I need to get down to see Mr. Ortiz, she thought, going through Peds, but instead she went back down to the hearing center. The group of volunteers had dwindled to four, but Mr. Wojakowski was still there. Joanna had the feeling he stayed for the company even when he was no longer needed.
"Well, hiya, Doc," he said when he saw her, sounding genuinely surprised and pleased, and she wondered, ashamed, if he realized how she tried to avoid him.
I have no business asking him a favor, she thought, but this was for Maisie, and if he didn't know, he could just say so. And how can he know? she thought. He probably wasn't even in the navy. He made all this up, remember?
"Ed, you were in the navy. Do you know where I could get a set of dog tags made? It's for afriend of mine."
"Well, now, that's a tough one," he said, taking off his baseball cap and scratching his head.
"During the war you got 'em when you signed up. They stamped 'em out with a hand press, looked like a cross between a typewriter and a credit card machine, and hung 'em around your neck straight out of the showers, before they even issued you your uniform. I says to the CO, 'Don't we need pants more'n dog tags?' and he says, 'You might get killed before you get your pants on and we'd need to know who you are,' and Fritz Krauthammer says, 'h.e.l.l, if I'm killed without pants on, I don't want anybody to know who I am!' Fritz was a card. One time-"
"Do you know where I could get dog tags nowadays? They wouldn't have to be real ones."

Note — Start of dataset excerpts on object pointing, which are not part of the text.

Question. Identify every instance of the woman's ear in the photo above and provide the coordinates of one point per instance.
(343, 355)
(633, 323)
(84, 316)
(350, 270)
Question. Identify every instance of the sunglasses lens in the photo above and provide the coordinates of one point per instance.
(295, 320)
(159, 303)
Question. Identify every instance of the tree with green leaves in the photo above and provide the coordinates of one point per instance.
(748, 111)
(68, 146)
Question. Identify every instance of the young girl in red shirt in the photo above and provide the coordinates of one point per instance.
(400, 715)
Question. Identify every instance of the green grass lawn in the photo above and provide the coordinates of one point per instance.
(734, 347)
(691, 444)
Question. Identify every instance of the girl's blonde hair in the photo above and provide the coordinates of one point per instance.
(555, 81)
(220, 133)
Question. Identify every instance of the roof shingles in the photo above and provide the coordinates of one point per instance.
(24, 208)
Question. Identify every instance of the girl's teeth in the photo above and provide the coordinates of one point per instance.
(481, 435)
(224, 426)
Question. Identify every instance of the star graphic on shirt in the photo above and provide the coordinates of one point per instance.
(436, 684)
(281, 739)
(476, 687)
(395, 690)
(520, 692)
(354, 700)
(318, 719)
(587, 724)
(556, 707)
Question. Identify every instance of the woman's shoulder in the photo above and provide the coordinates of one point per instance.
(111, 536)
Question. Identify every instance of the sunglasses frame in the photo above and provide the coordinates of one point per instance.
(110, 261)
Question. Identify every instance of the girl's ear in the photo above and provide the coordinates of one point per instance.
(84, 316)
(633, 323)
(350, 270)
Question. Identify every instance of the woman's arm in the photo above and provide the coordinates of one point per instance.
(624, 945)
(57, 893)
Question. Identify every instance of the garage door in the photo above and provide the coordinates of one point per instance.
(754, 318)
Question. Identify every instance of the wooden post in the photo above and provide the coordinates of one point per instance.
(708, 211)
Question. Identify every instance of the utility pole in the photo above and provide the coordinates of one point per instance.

"You used to be able to get 'em made at the dime store or the train station." He scratched his head again. "I'll have to give it some thought. What would you want on 'em?"

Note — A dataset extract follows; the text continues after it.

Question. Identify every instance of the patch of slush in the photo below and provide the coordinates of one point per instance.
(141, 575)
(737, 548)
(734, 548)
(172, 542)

"Just a name," she said, taking her notebook out of her cardigan pocket. "And it wouldn't have to look like dog tags. Just a name tag on a chain that goes around the neck. Metal," she added. She printed Maisie's name, tore the sheet out of the notebook, and handed it to Mr. Wojakowski.
"I'll ask around," he said doubtfully. "You sometimes can find stuff you never thought you could.
Did I ever tell you about the time I had to ditch my Wildcat and ended up on Malakula?"
Yes, Joanna thought, but she had just asked him a favor. She owed him one, and she knew what it was like when no one would listen to your stories, or believe you. So she sat down on one of the plastic chairs and listened to the whole thing: the escape in a dugout canoe, the drifting at sea for days, the Yorktown steaming up, flags flying, sailors hallooing, to save him, "just like Jesus Christ Himself, raised from the dead," and she had to admit that, true or not, it was a great story.
Mr. Wojakowski walked Joanna to the elevator. "I'll see what I can do about these dog tags.
How soon do you need 'em?"
"Soon," Joanna said, thinking of Maisie's thin wrist, her blue lips.